The playground where Erica was injured used to be a haven for families living in the town of between 500 to 600 residents. Twenty-five years ago, Ross worked there as a lifeguard. He remembers when so many families used the facility there was barely room for the kids to play.

Today it's a different story. The slide is sturdy and in good shape, but the swimming pool has been condemned. The wooden teeter totters have long since been used as firewood.
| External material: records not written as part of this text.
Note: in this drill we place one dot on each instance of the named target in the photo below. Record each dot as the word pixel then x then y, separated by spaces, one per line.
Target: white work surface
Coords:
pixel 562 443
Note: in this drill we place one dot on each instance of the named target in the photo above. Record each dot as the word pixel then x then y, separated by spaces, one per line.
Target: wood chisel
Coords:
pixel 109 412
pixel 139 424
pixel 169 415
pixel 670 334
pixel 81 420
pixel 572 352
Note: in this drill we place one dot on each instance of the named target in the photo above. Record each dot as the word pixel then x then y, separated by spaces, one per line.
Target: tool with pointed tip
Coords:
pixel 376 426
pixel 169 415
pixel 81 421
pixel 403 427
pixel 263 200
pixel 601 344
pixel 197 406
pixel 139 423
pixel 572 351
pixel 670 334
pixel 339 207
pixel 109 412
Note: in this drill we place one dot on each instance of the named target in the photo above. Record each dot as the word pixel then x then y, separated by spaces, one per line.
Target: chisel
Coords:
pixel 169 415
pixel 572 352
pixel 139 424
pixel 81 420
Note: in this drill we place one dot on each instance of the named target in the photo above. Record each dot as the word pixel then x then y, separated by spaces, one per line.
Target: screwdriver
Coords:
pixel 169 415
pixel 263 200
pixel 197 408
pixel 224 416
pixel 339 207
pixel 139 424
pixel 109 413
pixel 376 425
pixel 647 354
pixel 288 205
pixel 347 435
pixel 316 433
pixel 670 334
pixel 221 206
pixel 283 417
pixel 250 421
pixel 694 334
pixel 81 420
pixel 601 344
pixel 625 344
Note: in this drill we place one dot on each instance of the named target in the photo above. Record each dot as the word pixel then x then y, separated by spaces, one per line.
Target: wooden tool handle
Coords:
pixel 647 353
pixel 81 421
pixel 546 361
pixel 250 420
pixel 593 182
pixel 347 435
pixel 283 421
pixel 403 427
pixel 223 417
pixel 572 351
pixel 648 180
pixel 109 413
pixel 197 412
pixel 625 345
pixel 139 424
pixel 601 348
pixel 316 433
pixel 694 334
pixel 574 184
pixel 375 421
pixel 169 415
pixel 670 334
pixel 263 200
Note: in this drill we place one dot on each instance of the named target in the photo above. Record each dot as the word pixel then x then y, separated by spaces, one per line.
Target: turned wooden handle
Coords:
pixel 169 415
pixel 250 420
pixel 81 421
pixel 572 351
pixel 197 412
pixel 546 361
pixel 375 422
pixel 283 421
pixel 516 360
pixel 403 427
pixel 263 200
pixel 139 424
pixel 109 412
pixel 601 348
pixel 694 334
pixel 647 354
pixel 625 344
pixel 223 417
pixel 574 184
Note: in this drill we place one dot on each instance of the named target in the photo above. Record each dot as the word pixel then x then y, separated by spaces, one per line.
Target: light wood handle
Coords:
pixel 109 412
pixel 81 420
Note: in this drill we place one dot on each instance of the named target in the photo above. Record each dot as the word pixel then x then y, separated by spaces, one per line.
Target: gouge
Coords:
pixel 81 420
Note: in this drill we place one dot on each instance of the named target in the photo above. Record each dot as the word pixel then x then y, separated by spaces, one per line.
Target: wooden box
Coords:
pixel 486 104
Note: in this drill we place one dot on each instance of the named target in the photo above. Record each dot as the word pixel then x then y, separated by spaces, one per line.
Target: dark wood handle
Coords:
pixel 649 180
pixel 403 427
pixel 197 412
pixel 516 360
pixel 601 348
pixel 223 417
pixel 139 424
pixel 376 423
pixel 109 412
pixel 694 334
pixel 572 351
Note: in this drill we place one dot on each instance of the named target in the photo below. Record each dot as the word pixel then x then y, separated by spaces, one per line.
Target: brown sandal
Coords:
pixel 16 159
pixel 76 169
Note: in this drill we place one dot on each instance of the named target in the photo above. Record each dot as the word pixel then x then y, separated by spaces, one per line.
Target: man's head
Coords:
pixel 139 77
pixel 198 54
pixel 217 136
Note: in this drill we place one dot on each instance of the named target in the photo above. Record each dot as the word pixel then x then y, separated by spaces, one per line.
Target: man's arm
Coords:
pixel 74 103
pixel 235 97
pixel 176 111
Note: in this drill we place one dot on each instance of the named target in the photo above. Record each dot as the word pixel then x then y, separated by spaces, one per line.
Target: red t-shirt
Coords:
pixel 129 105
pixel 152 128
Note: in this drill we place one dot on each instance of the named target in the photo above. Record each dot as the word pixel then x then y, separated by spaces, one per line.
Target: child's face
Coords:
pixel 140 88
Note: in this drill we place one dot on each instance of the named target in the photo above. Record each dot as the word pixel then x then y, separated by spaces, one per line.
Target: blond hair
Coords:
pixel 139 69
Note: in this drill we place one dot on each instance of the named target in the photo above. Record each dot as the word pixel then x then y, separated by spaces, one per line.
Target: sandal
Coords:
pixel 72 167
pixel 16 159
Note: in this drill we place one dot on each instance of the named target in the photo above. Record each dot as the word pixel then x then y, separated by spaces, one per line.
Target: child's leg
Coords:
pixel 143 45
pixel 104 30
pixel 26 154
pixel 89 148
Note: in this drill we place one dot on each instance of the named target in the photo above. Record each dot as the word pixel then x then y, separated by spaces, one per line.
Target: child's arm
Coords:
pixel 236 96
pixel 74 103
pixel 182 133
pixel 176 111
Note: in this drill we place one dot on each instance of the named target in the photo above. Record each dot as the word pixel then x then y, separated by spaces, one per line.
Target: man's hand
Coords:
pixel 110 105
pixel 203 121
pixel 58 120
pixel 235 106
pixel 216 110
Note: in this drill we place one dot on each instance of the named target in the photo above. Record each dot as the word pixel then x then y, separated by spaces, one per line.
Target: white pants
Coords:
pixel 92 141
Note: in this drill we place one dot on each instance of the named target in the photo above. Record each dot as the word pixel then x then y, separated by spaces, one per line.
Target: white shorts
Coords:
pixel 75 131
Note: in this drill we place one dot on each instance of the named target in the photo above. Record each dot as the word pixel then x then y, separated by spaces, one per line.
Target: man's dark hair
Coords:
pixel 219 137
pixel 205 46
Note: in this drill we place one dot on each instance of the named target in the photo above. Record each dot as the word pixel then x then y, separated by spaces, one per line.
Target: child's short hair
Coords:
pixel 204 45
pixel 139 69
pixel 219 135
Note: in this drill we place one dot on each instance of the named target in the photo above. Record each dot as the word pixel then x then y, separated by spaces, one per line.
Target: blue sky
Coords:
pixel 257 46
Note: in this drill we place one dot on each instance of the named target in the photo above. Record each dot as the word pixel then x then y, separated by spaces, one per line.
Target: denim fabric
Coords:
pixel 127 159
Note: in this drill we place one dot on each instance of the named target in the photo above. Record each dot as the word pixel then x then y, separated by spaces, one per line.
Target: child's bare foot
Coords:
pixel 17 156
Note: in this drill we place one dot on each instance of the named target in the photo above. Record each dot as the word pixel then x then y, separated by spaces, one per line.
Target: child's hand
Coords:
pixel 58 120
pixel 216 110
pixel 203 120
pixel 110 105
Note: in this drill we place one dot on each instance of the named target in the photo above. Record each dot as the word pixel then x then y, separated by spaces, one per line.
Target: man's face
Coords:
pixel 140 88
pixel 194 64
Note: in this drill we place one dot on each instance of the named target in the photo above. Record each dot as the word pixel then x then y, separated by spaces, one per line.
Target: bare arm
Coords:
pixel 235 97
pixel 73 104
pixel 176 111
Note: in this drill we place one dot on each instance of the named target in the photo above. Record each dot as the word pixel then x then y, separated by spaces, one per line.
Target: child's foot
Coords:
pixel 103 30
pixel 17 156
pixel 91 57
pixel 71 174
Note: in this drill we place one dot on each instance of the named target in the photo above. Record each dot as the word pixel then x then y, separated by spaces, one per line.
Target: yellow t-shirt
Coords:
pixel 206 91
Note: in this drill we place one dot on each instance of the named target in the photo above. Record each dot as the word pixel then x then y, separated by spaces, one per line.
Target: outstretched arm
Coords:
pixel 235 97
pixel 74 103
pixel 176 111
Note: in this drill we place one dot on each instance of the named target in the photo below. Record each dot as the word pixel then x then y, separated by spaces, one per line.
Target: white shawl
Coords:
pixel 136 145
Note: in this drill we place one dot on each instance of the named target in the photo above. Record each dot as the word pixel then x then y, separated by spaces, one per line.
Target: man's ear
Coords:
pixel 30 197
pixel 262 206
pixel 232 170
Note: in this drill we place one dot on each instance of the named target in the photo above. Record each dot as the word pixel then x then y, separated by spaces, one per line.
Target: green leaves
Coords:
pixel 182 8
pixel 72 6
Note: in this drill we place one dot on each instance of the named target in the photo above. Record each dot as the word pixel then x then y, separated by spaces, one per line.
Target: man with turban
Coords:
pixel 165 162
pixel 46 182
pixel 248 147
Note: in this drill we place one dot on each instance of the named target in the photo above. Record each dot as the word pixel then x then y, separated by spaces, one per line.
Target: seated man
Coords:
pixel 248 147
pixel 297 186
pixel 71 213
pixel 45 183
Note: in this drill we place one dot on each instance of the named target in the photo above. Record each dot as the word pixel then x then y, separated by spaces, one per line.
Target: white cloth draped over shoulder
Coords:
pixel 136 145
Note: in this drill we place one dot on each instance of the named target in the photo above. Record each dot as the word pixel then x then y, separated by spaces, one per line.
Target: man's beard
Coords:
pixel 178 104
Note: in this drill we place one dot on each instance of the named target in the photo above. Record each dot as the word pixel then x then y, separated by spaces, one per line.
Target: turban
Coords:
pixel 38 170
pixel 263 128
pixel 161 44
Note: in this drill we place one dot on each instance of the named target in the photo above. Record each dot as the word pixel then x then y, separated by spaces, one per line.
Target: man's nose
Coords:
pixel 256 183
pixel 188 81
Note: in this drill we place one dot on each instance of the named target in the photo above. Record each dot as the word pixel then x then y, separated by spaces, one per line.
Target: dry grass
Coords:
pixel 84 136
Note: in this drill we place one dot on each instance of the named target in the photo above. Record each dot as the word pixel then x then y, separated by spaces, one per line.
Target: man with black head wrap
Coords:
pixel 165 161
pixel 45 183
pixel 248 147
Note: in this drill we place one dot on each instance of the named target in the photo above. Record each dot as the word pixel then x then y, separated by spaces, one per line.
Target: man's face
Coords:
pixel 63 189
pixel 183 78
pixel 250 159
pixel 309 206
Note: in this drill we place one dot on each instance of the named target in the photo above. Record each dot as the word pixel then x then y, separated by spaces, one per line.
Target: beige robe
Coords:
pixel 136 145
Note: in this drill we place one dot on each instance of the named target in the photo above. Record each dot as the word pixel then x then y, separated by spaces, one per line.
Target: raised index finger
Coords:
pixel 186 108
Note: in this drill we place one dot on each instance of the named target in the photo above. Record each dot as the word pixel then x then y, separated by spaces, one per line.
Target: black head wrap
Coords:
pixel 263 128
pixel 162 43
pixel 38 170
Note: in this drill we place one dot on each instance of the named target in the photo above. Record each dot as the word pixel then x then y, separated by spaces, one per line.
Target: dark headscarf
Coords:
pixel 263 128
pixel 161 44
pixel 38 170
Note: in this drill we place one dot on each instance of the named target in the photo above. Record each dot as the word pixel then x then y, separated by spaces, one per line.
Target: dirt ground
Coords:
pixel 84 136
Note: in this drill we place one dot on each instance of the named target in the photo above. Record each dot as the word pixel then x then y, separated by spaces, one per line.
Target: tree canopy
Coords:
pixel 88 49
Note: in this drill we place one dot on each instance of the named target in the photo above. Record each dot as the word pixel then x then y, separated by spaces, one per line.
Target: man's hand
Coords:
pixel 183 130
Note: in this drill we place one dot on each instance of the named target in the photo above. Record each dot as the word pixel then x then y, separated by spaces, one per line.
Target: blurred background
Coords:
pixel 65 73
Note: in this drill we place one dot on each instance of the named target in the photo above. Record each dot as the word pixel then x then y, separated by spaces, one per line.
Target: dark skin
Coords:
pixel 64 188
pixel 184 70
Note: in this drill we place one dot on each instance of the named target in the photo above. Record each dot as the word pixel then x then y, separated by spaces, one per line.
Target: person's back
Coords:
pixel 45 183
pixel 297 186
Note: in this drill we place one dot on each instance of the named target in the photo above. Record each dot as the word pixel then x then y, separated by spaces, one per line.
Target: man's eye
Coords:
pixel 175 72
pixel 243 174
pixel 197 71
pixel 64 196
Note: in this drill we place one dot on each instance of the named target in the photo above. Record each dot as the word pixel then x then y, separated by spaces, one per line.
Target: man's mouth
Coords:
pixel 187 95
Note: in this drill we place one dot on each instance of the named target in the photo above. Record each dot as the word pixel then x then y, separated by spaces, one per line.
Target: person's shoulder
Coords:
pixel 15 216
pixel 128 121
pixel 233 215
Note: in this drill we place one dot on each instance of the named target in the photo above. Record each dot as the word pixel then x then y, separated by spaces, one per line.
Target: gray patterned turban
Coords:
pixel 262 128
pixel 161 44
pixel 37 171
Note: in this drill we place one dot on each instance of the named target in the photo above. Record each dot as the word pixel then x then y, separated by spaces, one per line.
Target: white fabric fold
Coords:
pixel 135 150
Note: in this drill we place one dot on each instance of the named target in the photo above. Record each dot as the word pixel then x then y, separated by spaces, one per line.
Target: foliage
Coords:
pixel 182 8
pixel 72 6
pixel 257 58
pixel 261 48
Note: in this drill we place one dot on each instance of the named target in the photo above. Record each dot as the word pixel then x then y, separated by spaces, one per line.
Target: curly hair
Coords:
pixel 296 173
Things have gotten so out of hand the town council was finally forced to close the park.

Because it was built in a secluded area, it's a popular hangout for teenagers, says Glenys who believes the rope was put on the slide as a joke.

"Someone probably said 'Let's do this and see what happens'. Well, you can play your jokes anywhere, but beer bottles buried in the ground and a hangman's noose hung on a slide are no joke."

Although the Wheelers called the local detachment of the Royal Canadian Mounted Police, no investigation into the incident was completed.

"The police asked if we knew who did it, and if Erica was OK," Ross says.

"They said for us to let them know if we heard anything because there was nothing they could do."


Although months have passed, Glenys easily calls to mind her reaction to Erica's incident -- fear, shock, anger, even sadness. "I wanted to tear the slide out of there," she says."A playground is supposed to be a safe, happy place for children to play, but when a child gets hurt ... that's not right."

Although the incident had no lasting physical effects -- Erica did not need medical treatment -- she's now more cautious when she plays outside and hasn't been back to the park. Neither have many of the other local children.

Many of the adults agree it's just not worth the risk. "I don't think I can let her go anywhere without either myself or my husband," Glenys says.

"It's pretty bad when you have to check a playground before your child can use it. When you have to rake up the sand to see what's there. To check the slide to make sure there's no noose hanging on it."

To keep others from being hurt Glenys went to the media with the story, and she isn't shy about bringing it up. "Erica was very lucky," she says. "Someone else might not be. People were amazed that this happened. I was amazed that this happened. Now I believe you have to check everything in a playground. It's not enough to trust that the slide or the swings are safe for your children to play on."